DeMarcay Comes to City Commission

The DeMarcay proposal for a hi-rise on Palm will come to the city commission for approval (or not) on Monday, Nov 13.

Several issues have been debated concerning this proposal.

The developers will save the facade (or a replica) of the DeMarcay Hotel on Palm and the Cigar Factory building on MiraMar Ct. The developers also propose an 18 story building on the narrow site and have asked for the downtown residential overlay density bonus - an increase from 50 u/a to 200 u/a in exchange for 3% of the selling price of the extra units.

The height will shade and allow views of the pool area of the 1350 Main building just north of the proposed building.

Palm Ave. business disruption has been horrendous during the 1350 Main construction process (it still continues). This has resulted in severe strain on the Palm merchants for two+ years as their customers have not ventured onto Palm. Some merchants have closed or moved.

Parking at the proposed DeMarcay has also been an issue. An elevator will be used and concern about "staging" cars to be parked is questioned. Will these cars cause congestion on Palm, i.e., when a Van Wezel performance ends and many residents return to their condo at the same time?

SOS would propose that if the DROD is given and the height is allowed, the developer be required to absolutely not interfere with easy travel and parking on Palm. There should be no additional consequence for the Palm merchants. There should be no interference on MiraMar Ct with the Methodist church and day care access and safety. Additionally the developer should be required to ensure that there will be no traffic blockage due to car staging on public streets; room in the building must be available (even if it requires a loss of some business or residential space) or an off site staging area must be secured.

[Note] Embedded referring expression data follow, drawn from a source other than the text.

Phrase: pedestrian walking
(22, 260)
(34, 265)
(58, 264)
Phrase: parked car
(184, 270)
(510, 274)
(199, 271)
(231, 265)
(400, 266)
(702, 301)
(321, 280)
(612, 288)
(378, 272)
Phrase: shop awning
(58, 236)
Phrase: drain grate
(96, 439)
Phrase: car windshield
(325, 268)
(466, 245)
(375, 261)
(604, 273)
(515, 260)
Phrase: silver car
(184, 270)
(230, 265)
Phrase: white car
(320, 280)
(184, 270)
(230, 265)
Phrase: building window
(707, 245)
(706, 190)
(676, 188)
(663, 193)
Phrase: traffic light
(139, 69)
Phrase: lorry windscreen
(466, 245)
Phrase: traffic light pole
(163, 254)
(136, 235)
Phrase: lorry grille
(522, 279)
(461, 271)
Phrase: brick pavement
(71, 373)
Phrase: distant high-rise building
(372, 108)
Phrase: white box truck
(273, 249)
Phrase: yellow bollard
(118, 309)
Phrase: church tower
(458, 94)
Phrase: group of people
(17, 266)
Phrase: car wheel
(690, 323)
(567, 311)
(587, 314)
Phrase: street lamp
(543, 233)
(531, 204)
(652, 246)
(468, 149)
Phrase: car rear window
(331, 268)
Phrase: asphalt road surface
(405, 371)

Construction and parking in larger cities are accomplished with no disruption to surrounding businesses and traffic. The developer has said they have experienced construction companies in place that can accomplish this. Requiring this should not be an issue.

If the developer cannot meet these requirements then the proposal should not be allowed as submitted.

Concerning views and shade, the developers of the adjacent buildings can argue this issue capably. It will be interesting to see the arguments that are used and which are listened to by the commissioners.